一方環境計量士は「環境」の計量を行う仕事で、大気中や水中の汚染物質の濃度や騒音、振動などの大きさを正確に計量することが目的となっています。
環境計量士の仕事内容とは?
そもそも計量士が2つに分かれて環境計量士となりましたが、更に
・環境計量士(濃度)
・環境計量士(騒音・振動)
の2つの分野に分かれています。
環境計量士(濃度)は大気や水質の計量を行います。例えば
・工場から排出される煙や周辺の空気に含まれる有害物質や悪臭物質などの測定
・生活排水などによる汚濁物質排出状況の測定
・河川、湖沼、海域の汚濁状況の測定
・工場跡地等の土壌汚染状況の測定
といったことを行います。
環境計量士(騒音・振動)は文字通り騒音や振動の計量を行います。
騒音源を有する工場や工事現場、道路、鉄道、航空機の騒音を測定したり、それらによって人体に影響を与える振動の測定を行ったりしています。
これらの濃度や騒音・振動について計量や分析、測定をした結果については計量証明書を発行し、環境計量士の押印をすることが法律で義務づけられています。
計量証明書を発行することによってその数値を公にすることができるのです。
環境計量士になる方法(資格取得方法等)
環境計量士になるには資格を取得しなければなりません。
国家試験に合格するか、所定の研修課程を修了するかのいずれかの方法で資格を取得することができます。
国家試験を受ける場合は受験資格などがありませんので、勉強をして受験・合格した後に資格を得ることになります。独学でも勉強することはできますが、かなり難しい試験となっているため大学程度の知識が必要で、最低でも1年間は勉強しないと合格は難しいと言われています。
研修課程は、計量研修センターで行われる一般計量教習を受講した後で特別教習(一般、環境(濃度関係)、環境(騒音・振動関係))を受講して計量士を目指します。この場合は試験を受ける必要はありません。ただし入所試験(高校卒業レベル)がありますのでこの試験には合格する必要があります。なお入所試験の合格率と受講後の修了率はほぼ100%だと言われていますので、国家試験を受けるよりも簡単だといえます。
入所試験に合格することが難しい場合は(理系試験のため文系の方は苦手な可能性があるそうです)専門学校に通って勉強するなどして国家試験を受けることになるでしょう。
国家試験も研修課程も、合格すればすぐに資格を取得できるというわけではありません。国家試験後合格した人は、環境計量講習(濃度は4日間、騒音・振動は5日間)を修了する、もしくは1年間の実務経験を経てからようやく経済産業大臣へ登録することができるようになります。

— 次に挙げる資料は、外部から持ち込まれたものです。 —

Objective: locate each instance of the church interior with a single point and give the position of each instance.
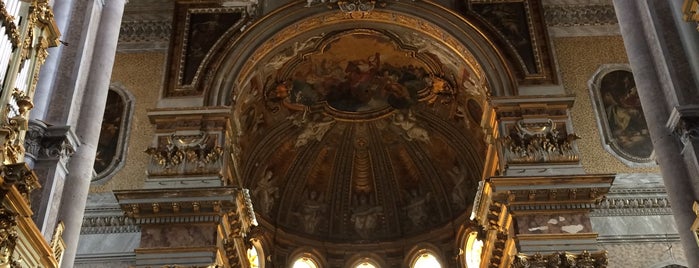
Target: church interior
(349, 133)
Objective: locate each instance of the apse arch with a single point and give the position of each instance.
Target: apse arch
(293, 22)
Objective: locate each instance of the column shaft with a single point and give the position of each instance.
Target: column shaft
(80, 167)
(62, 11)
(645, 54)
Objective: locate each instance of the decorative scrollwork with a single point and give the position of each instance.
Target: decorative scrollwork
(538, 142)
(193, 154)
(22, 178)
(8, 236)
(561, 260)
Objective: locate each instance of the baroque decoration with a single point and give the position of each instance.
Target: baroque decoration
(620, 117)
(320, 100)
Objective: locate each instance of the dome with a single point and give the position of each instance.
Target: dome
(361, 134)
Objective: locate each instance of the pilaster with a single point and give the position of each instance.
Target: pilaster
(48, 150)
(190, 227)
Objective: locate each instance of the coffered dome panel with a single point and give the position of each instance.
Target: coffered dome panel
(358, 127)
(358, 135)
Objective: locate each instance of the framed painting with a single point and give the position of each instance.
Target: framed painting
(620, 116)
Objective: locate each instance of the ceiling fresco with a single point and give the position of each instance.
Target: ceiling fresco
(360, 135)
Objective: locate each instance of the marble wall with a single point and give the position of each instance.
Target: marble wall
(142, 75)
(578, 60)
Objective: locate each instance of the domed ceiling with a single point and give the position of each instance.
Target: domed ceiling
(360, 134)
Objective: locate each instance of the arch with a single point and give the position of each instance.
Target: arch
(622, 125)
(306, 257)
(257, 255)
(116, 126)
(365, 260)
(296, 23)
(424, 255)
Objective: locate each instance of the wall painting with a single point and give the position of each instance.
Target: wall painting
(620, 117)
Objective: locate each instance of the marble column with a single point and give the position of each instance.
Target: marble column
(62, 11)
(646, 38)
(88, 127)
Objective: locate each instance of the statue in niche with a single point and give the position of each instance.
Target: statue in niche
(311, 213)
(417, 207)
(459, 196)
(266, 192)
(365, 216)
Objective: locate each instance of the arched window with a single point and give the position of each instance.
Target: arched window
(305, 262)
(426, 260)
(253, 257)
(116, 122)
(473, 250)
(366, 264)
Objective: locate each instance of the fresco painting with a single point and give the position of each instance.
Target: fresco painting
(623, 115)
(356, 73)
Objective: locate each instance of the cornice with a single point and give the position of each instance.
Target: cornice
(565, 18)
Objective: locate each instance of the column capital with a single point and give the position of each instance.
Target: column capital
(44, 142)
(684, 123)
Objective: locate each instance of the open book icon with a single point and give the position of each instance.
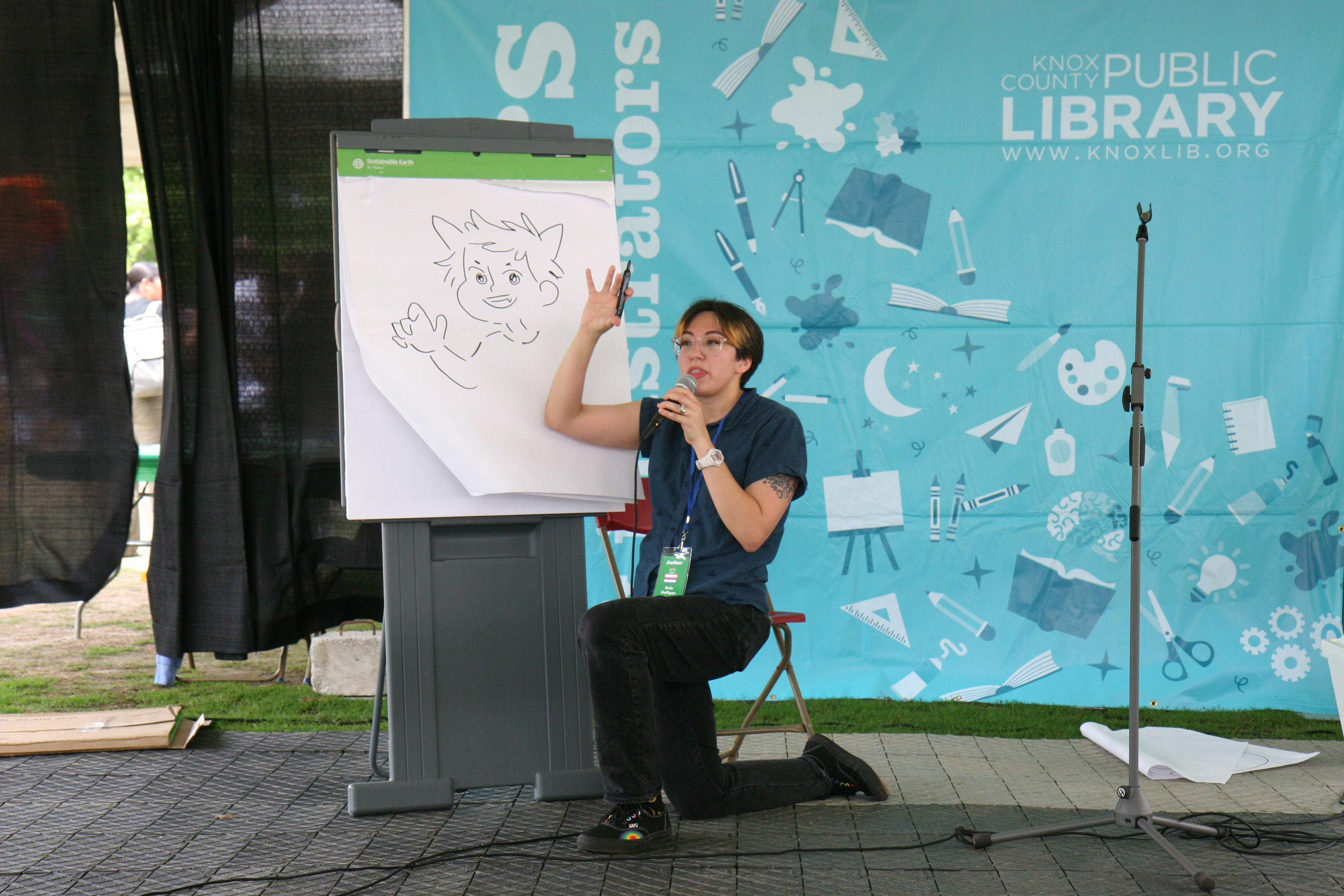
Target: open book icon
(987, 310)
(1002, 430)
(1031, 671)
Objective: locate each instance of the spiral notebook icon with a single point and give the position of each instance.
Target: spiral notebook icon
(1249, 428)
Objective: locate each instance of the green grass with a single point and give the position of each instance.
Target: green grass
(293, 707)
(1022, 719)
(230, 706)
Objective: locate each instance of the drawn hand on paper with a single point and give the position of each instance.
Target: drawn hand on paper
(499, 273)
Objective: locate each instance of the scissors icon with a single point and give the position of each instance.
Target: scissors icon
(1191, 648)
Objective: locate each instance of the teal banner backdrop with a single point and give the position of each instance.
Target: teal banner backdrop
(931, 209)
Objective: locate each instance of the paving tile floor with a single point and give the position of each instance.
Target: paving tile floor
(265, 805)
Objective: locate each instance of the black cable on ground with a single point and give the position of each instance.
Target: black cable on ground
(378, 710)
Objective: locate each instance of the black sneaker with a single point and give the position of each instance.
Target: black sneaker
(630, 828)
(849, 774)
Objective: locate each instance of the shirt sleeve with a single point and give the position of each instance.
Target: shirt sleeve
(648, 408)
(780, 447)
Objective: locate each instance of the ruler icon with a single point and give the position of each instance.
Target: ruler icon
(894, 627)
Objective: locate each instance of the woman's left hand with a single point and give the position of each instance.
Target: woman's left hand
(683, 408)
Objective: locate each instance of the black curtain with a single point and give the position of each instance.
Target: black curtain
(235, 103)
(68, 456)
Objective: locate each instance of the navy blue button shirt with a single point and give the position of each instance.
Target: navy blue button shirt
(760, 439)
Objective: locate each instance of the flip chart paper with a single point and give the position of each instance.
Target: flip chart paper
(485, 284)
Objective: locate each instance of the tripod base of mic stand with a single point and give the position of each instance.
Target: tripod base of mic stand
(1132, 812)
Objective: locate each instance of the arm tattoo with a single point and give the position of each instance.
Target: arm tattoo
(783, 484)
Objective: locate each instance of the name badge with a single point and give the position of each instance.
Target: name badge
(674, 571)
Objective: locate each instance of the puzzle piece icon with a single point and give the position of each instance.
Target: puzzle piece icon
(897, 136)
(822, 315)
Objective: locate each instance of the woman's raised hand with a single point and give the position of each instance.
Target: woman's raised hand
(600, 311)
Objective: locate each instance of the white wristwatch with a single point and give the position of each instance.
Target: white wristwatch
(713, 459)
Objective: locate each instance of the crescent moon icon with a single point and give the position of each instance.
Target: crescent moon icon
(875, 387)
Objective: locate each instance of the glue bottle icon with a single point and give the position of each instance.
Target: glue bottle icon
(1060, 452)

研修課程の場合は研修修了後2年間の実務経験を積んだ後、計量行政審議会に認められてようやく経済産業大臣へ登録することができます。
資格難易度や試験について
試験について
では参考までに資格認定コースの「環境計量士(濃度関係)」についてみていきましょう。
●試験の概要
受験資格:計量研修センターが実施する一般計量教習を修了した者
教習時期:1月初旬~2月末(7週間)
教習内容:
講義
・基礎科目
・計量管理(不確かさ及びトレーサビリティの基礎を含む)
・環境関係法規
・機器分析
・大気汚染計測
・水質汚濁計測
実習
・SOx分析(イオンクロマトグラフ法)
・ガスクロマトグラフ質量分析
・原子吸光・ICP発光分析
・COD(Mn)の測定
・pH測定とpH計の検査
・ガス濃度計の検査
開催地:計量研修センター(茨城県つくば市)
今後の環境計量士の将来性
日本は毎年のように台風や大雨、自身などの自然災害に見舞われています。
実は災害復旧の場で環境計量士は仕事を行っているのです。計量や分析を行うことによって社会貢献をしているのです。そのため他の国と比較しても環境計量士の需要が高いのです。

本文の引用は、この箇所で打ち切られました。